What Plantar Fasciitis is Teaching Me about Writing

I have plantar fasciitis, a condition in my foot that is extremely painful. It’s an inflammation of the plantar fascia (a band of tissue) that runs underneath your foot and basically feels like someone is stabbing you repeatedly with a really hot machete. A lot of people have this condition, especially runners.

My usual way of dealing with health issues involves a lot of crying, whining and then ignoring the problem altogether. However, when I trip getting out of bed because my damn foot is so sore, even I have to admit it’s time to deal.

Interestingly, I’m finding I have similar stubbornness where my writing is concerned. What’s that? My first pass at a manuscript is NOT perfect as is? It won’t win any awards? WHAT! Break out the crying, whining and procrastination. Luckily, I have figured out some ways to deal with both my foot issue and manuscript woes.

Show a Little TLC

As my BFF likes to say, I’m very hard on myself. Perhaps I just see my own potential, but I feel that if I don’t push myself, who will! Well, apparently when you push yourself to continue working out when you have an injury you can actually do more damage.

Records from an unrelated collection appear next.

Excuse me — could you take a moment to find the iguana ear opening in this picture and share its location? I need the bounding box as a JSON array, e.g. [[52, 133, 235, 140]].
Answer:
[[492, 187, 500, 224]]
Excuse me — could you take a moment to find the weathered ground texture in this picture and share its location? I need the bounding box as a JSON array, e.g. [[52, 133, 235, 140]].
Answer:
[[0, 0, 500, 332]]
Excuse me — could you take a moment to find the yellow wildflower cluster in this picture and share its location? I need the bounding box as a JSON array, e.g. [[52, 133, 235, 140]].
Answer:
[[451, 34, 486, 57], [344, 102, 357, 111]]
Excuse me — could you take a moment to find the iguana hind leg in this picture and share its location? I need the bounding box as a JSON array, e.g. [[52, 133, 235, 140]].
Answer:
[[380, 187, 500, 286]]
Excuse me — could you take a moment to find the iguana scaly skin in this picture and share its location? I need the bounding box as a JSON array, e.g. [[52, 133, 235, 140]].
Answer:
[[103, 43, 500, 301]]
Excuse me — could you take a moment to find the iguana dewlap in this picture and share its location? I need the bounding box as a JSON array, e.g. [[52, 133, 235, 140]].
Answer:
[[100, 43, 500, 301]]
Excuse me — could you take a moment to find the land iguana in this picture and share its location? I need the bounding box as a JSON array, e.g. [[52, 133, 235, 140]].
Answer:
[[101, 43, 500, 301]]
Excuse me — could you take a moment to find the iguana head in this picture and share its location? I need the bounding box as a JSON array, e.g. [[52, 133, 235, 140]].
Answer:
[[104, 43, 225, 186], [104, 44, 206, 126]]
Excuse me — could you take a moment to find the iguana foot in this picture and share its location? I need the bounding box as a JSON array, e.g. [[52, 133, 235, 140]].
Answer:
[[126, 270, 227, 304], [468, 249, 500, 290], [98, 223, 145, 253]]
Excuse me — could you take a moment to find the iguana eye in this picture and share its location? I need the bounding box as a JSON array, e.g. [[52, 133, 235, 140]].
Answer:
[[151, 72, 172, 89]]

Guess what? Same can be said of writing. It’s okay to take a break. In fact, a little breather here and there can be a good thing. Get some perspective, be kind to yourself. After all, writers can be real Sensitive Sally’s. Take a walk, take a vacation or start writing something completely different. Unless you’re using some kind of magic quill, your other manuscript will still be there.

Change is Okay

That whole “runner’s high” is a real thing. And when you can’t run, you freaking miss it! But while I stare longingly at the treadmills at the gym, my trainer has pointed out all of this other equipment available to use … pain free. The bike, the elliptical, the rowing machine, all of these things  still give me a good cardio workout, sans the stabbing pain in my foot.

My current WIP is good. But I want it to be great! So I had to admit that it needed some big changes. Revising is a part of the writing process. I may not like it but I want to improve my story, just like I want to improve my body. So while I’m on the damn elliptical, might as well start brainstorming new conflicts and scenes. Surprise, sometimes you end up liking the new stuff even more.

Learn from this Situation

A chiropractor is working on my foot, doing some wonderful massage therapy that’s really helping. He told me that I will be able to run again (HALLELUJAH!) but that I will probably always have to deal with this condition in some way (TOTAL BUMMER). So I just need to learn what works now and apply it in the future: which stretches work best, how to use a foam roller or the bliss of wearing insoles.

In writing, I consider myself a pantser. But what I’m learning from my current revisions is that an outline can be a good thing. It doesn’t have to be insane, whatever works for you. Because 77,000 words is kinda a lot to go through when you’re trying to figure out where you put that one scene.

Happier Times

 

So in conclusion, I’m not gonna lie. I don’t like this foot situation and I really hate revising my writing. But in the end, I want to be able to walk on the stage to except my writing award. And don’t think for one second I’m not going to wear heels when I do it.